Speaking at Atlanta on Jefferson Day, he told cotton growers that while foreign importation of U. S. cotton had indeed decreased 41%, foreign consumption had fallen only 26%. To the textile trade he pointed out that whereas U. S. nonagricultural industry as a whole was operating at 57% of its 1923-25 level, the cotton textile industry's rate so far has not fallen below 87%. He then proceeded to give both planters and millers a lesson in international economics:
"There is no way to evade the truth that trade is a two-way affair, and that to have exports we must accept imports. . . . The controlling factor in our cotton export trade is the amount of American dollars in the hands of foreign nations wanting our cotton. This situation will get worse instead of better unless and until the American people are willing to accept greatly increased quantities of imports.
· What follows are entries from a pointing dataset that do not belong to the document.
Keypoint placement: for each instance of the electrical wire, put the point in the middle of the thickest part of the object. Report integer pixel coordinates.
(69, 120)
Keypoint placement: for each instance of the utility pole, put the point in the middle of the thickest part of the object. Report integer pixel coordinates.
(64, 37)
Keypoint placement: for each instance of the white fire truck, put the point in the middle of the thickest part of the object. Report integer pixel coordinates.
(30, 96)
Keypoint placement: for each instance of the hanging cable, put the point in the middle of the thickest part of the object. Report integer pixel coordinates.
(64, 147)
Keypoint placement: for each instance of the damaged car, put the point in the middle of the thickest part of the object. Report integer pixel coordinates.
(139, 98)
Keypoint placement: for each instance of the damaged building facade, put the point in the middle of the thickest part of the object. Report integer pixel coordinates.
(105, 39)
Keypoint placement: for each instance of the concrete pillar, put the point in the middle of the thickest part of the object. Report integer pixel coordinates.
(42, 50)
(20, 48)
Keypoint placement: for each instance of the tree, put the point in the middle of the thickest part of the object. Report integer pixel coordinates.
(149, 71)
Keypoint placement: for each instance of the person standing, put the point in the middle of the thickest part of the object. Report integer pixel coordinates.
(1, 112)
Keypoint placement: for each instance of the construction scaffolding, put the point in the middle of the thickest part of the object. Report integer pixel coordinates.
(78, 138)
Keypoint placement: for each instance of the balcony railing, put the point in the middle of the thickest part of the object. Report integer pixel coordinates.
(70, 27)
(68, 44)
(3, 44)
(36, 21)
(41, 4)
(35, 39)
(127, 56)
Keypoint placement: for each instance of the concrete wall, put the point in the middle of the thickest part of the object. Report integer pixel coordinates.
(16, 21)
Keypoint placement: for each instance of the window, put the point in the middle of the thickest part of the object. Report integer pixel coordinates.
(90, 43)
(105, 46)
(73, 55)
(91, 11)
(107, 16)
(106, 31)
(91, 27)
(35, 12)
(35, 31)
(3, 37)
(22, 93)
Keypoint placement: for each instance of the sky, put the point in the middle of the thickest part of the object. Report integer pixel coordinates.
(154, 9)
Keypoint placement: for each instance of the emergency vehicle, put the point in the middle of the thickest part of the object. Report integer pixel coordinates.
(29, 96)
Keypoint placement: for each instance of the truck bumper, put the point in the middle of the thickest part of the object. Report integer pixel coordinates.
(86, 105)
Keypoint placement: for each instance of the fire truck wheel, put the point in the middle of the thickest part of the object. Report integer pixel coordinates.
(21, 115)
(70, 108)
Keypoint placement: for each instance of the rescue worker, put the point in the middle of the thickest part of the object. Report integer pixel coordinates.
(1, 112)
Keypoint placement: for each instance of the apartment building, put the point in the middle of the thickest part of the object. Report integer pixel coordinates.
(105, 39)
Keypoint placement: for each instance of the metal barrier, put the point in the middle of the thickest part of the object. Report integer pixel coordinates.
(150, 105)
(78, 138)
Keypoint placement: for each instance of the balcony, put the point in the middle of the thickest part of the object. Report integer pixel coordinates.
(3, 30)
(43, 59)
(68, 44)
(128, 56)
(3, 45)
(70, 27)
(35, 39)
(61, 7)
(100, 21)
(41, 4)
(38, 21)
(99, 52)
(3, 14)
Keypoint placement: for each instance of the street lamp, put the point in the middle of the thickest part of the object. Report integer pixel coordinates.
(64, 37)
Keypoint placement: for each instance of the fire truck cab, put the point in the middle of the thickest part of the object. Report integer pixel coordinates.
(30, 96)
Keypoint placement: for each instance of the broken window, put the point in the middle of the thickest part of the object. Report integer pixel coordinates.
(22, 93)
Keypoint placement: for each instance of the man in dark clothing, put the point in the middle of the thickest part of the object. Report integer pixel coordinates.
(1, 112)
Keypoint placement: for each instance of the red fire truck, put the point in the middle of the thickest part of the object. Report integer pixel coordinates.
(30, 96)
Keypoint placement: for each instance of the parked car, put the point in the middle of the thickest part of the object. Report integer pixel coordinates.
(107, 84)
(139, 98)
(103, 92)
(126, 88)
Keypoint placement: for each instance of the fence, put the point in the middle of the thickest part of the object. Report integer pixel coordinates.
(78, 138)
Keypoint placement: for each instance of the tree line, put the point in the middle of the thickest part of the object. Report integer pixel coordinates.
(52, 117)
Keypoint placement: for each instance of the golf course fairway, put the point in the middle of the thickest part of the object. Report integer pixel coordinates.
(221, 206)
There is no other way that I know of, short of giving our cotton away through ruinous prices or insecure loans, to regain our former volume of cotton exports. . . . I think it is clear that proposals for increasing exports through low prices would not compensate the cotton growing industry for the loss of income that would result to them from discarding or transforming the present program. . . .
"Once the cotton processing tax is removed the end would be in sight for the cotton plan and other farm programs. . . . We believe it is your desire that we shall continue with the cotton program. It is therefore our purpose to carry on."